5 Nisan 1951 tarihinde Gaziantep’te doğan Nedim Gürsel[1], Balıkesir’de 6 Eylül İlkokulu’nda okudu, ardından İstanbul’da Galatasaray Lisesi’ni ve Fransa’da Sorbonne Üniversitesi Modern Fransız Edebiyatı bölümünü bitirdi. Aynı üniversitede "Karşılaştırmalı Edebiyat" alanında Nazım Hikmet ve Aragon üzerine Prof. Etiemble’ın yönetiminde doktora çalışması yaptı. Halen Fransa Bilimsel Araştırmalar Merkezi’nde (CNRS) Araştırma Direktörü olarak çalışan Nedim Gürsel, ayrıca Paris INALCO’da (Doğu Dilleri Yüksek Okulu) Türk Edebiyatı dersleri vermektedir. Öğretim üyeliğinin yanı sıra gazetecilik de yapan yazar, PEN Yazarlar Derneği, Paris Yazarlar Evi ve Akdeniz Akademisi üyesidir. İlk yazısı 1966 yılında “Yeni Ufuklar” dergisinde yayımlanan Gürsel, çok sayıda edebiyat dergisinde öykülerinin yanı sıra, çağdaş düşün ve edebiyat akımları üzerine kaleme aldığı yazılarıyla da yer aldı. “İlk Kadın” adlı öyküsü İstanbul Devlet Tiyatrosu tarafından 1995’te sahnelendi. Radio France Internationale’de ve Berlin Radyosu’nda programlar hazırlayan Nedim Gürsel’in öykü, roman ve incelemeleri, başta Fransızca olmak üzere tam 12 dile çevrildi. Ayrıca eserleri, Boğaziçi, Sorbonne ve Nanterre üniversitelerinde yapılmış çok sayıda doktora tezine konu oldu.[2] Edebiyatın hemen her dalında ürün veren Nedim Gürsel’in kitapları Fransa başta olmak üzere 25 ülkede yayımlandı, bazı öykülerinden yapılan tiyatro uyarlamaları Türkiye ve Avrupa ülkelerinde oynandı. Yazar, DAAD adlı kurumun davetlisi olarak bir yıl Berlin’de kaldı; Fransa, Almanya, İtalya ve Türkiye gibi pek çok ülkede hakkında incelemeler ve doktora tezleri yapıldı, belgeseller çekildi. Nedim Gürsel’in aldığı ulusal ve uluslararası ödüller şunlardır: Türk Dil Kurumu Ödülü (1976), Abdi İpekçi Barış Ödülü (1986), Fransız PEN Kulüp Özgürlük Ödülü (1986), Haldun Taner Öykü Ödülü (1987), Struga Altın Plaket Ödülü (1992), Radio France Internationale Öykü Ödülü (1992), France-Turquie Ödülü (2004), Fransa Hükümeti Edebiyat Şövalyesi Nişanı (2004), Mevlânâ Dünya Kardeşlik Ödülü (2009), Türkiye Yayıncılar Birliği İfade Özgürlüğü Ödülü (2009), Balkanika Vakfı Uluslararası Roman Ödülü (2012), Fransa Akdeniz Roman Ödülü (2013), Türk Dünyası Kızıl Elma Ödülü (2016), Türkiye-Avrupa Eğitim ve Bilimsel Araştırmalar Vakfı Ödülü (2018). Nedim Gürsel’in kitapları Doğan Kitap tarafından yayımlanmaktadır Gürsel, Leyla Gün Gürsel ve Dilay Alin Gürsel adında iki kız çocuğu babasıdır.

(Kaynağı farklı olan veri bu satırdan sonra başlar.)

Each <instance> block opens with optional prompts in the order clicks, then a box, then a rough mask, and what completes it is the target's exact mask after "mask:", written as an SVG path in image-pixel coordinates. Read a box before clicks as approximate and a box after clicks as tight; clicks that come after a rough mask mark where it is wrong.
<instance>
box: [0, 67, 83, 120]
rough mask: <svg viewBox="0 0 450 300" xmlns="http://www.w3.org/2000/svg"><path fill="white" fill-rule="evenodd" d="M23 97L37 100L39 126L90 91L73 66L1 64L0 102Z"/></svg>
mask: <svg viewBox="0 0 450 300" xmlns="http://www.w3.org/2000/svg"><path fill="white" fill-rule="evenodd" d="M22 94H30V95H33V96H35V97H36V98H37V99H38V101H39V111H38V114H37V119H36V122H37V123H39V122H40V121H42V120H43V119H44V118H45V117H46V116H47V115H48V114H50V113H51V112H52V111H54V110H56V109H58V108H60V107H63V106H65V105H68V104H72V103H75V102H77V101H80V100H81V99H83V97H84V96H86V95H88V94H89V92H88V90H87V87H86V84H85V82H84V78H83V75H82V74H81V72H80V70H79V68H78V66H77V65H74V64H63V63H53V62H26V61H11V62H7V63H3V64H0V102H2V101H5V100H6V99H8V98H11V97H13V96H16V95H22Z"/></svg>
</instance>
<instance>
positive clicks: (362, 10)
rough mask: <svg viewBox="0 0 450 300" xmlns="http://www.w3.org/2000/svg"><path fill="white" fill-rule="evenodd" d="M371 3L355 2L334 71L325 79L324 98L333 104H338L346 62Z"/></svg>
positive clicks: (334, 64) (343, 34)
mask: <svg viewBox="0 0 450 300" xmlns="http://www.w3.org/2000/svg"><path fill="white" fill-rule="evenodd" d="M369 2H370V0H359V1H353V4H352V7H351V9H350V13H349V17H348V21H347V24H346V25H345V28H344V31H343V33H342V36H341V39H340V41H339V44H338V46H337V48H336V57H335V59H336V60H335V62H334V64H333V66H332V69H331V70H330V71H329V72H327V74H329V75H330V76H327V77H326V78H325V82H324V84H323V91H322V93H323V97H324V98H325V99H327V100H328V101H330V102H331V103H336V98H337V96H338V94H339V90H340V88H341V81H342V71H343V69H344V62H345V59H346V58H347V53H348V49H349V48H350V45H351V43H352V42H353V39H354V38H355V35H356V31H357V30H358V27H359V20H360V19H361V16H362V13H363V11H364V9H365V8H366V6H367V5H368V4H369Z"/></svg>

Dr. Ozan Örmeci: Sayın Gürsel, yoğun temponuzda mülakat önerimizi kabul ettiğiniz için size öncelikle çok teşekkür ederim. Sizi ağırlamak bizim için büyük bir onurdur. Asıl mesleğiniz olan edebiyattan bugün biraz uzaklaşarak, size Uluslararası Politika Akademisi (UPA) olarak bizim uzmanlığımız olan siyaset hakkında sorular sormak istiyorum. Türkiye ve Fransa basınında önceki Fransa Cumhurbaşkanı François Hollande’ın Türkiye gezisi öncesinde sizinle özel bir yemek yediği ve Türkiye’deki gelişmeler hakkında fikirlerinizi aldığı söylenmişti. Bir Türk yazarın siyasette ve Türkiye-Fransa ilişkilerinde bu denli etkin olmasının Türk okurları için gurur vesilesi olmasını bir kenara koyarsak, bu görüşme hakkında bize bilgi verebilir misiniz?

Nedim Gürsel: Fransa eski Cumhurbaşkanı François Hollande’la Elysée Sarayı’nda yediğimiz öğle yemeği boyunca konuştuklarımızı açıklamam doğru olmaz. Kendisinin özel konuğu olarak Türkiye’ye yaptığı resmi ziyarete de katılmıştım. İlk kez bir Cumhurbaşkanı’nın uçağında yolculuk yaptım. Çok şey gözlemledim, ilginç olaylara tanık oldum. Bunları zamanı gelince yazmayı düşünüyorum. Şimdilik şu kadarını söyleyeyim: bu resmi ziyaret sayesinde, Hollande’dan önceki Cumhurbaşkanı Nicolas Sarkozy döneminde kilitlenen Fransa-Türkiye ve Türkiye-Avrupa Birliği ilişkilerinde, az da olsa bir ilerleme kaydedildi. Uzun süredir bekleyen bir fasıl bile açıldı. Ne var ki, gerekli yakınlaşma, ekonomi alanındaki ilerlemeye rağmen, siyasi düzeyde sağlanamadı.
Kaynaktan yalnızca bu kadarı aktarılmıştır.